Dad loved the place. He belonged to that elite crew, the railway mail clerks who sorted mail in racing mail cars, picked it up and dropped it off on the fly. They were armed. Just once Dad had to fire his .38 Bankers Special into the air to scare off bad guys.
Dad had a run out of New York City’s Grand Central Station into Buffalo. He met Mom here just as Buffalo’s fabulous New York Central Terminal opened in June 1929. So he gave up his adventures on the road and took a steady job sorting mail in the Central Post Office alongside “The Terminal.”
In 1938, Dad and I went to the terminal to board the new streamlined train set designed for the 20th Century Limited. What a futuristic streak of lightning it was. We toured the luxurious passenger cars and mailed a letter on its maiden, 16-hour run from New York to Chicago and back to me. That envelope, bearing a picture of the “20th Century Limited,” was the pride of my stamp collection.
Christmas 1939, Dad and I became the proud owners of a Lionel electric train that was an exact replica of the new 20th Century Limited. It circled our family Christmas tree for years.

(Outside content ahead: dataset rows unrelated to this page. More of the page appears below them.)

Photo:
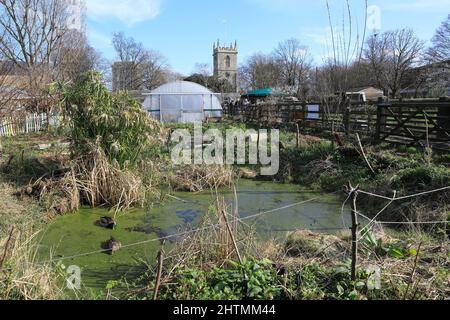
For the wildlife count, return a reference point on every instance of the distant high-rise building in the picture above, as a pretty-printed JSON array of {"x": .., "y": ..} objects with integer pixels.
[
  {"x": 226, "y": 63},
  {"x": 77, "y": 12}
]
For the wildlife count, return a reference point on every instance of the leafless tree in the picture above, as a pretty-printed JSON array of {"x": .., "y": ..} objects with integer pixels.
[
  {"x": 202, "y": 72},
  {"x": 31, "y": 30},
  {"x": 440, "y": 51},
  {"x": 391, "y": 56},
  {"x": 31, "y": 34},
  {"x": 260, "y": 71},
  {"x": 295, "y": 62},
  {"x": 147, "y": 68},
  {"x": 76, "y": 56}
]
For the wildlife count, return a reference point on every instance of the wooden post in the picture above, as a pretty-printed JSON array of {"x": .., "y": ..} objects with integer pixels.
[
  {"x": 381, "y": 121},
  {"x": 347, "y": 120},
  {"x": 5, "y": 250},
  {"x": 159, "y": 274},
  {"x": 444, "y": 121},
  {"x": 353, "y": 193}
]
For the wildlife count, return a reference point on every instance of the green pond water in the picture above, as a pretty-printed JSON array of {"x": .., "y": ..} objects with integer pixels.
[{"x": 76, "y": 234}]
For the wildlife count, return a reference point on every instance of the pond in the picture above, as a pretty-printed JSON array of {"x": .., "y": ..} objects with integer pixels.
[{"x": 77, "y": 239}]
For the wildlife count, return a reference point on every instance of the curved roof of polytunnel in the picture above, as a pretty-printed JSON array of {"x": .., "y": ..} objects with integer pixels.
[{"x": 180, "y": 87}]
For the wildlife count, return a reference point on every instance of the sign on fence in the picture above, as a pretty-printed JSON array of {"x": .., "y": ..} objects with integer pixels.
[{"x": 27, "y": 123}]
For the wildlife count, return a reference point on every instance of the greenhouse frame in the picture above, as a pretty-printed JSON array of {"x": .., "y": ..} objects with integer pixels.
[{"x": 183, "y": 102}]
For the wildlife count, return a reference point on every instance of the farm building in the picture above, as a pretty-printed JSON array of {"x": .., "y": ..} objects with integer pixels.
[{"x": 182, "y": 102}]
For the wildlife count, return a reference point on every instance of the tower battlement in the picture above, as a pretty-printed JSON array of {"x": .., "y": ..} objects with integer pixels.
[{"x": 226, "y": 63}]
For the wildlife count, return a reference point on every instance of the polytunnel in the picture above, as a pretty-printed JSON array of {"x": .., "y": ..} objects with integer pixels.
[{"x": 182, "y": 102}]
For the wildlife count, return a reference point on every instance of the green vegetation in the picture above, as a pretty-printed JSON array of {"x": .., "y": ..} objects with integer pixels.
[
  {"x": 115, "y": 123},
  {"x": 111, "y": 154}
]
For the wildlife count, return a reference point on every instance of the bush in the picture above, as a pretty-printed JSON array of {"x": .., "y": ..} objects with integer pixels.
[
  {"x": 228, "y": 283},
  {"x": 422, "y": 177},
  {"x": 116, "y": 123}
]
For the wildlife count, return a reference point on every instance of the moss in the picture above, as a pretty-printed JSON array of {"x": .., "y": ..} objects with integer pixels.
[{"x": 309, "y": 244}]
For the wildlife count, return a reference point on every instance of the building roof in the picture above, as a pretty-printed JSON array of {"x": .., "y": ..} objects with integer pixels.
[
  {"x": 263, "y": 93},
  {"x": 360, "y": 89},
  {"x": 181, "y": 87}
]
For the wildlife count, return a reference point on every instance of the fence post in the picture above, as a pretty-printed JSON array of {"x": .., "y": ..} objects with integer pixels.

When I was 12, Dad got a New York Central pass for the whole family to travel to Rochester for Lilac Sunday. The experience of passing through the high-arched concourse with its restaurants, crowds and great noisy engines was a lot more fun than the blossoms. Dad raved about oyster stew served in the concourse. Fortunately, we had hot dogs for our snack.
There were many World War II movies with heart-rending departures of servicemen from crowded train stations. I was too young for that but in 1948 I donned my Navy Reserve dress blues for a train ride to a two-week storekeeper school in Bayonne, N.J. Mom and Dad brought me down to the grand concourse along with a girlfriend. I kissed her goodbye, right in front of my parents. It was “Waterloo Station.”
Two Christmases I had the opportunity of working alongside Dad at the terminal. Or at least, I thought I’d work alongside him. Christmas brings a tremendous rush of mail. Christmas cards and parcels inundated the terminal. Dad got plenty of overtime. We were glad for the money but we missed Dad.
The rush required well-paid extra help. Dad had considerable seniority so he got me hired. But not in the post office sorting Christmas cards. My cushy Christmas job was working for the railroad with the “Bull Gang on the High Dock.” We pushed giant hand carts down into the deafening, smoke-filled bowels of the terminal to empty, ancient freight cars packed with huge, filthy canvas bags of mail.
One day we had almost emptied a car when we found a co-worker asleep behind the pile of mail, the perfect adaptation to this situation, but I could not embarrass Dad by following that course.
For a Christmas present Dad had given me a chance to earn more money than I ever had before, get dirtier, more tired and have a taste of “earning my own living” in the most impressive monument to industry in the City of Buffalo, the beautiful art deco Central Terminal.
Larry Beahan, of Amherst, spent many happy hours in Buffalo’s Central Terminal.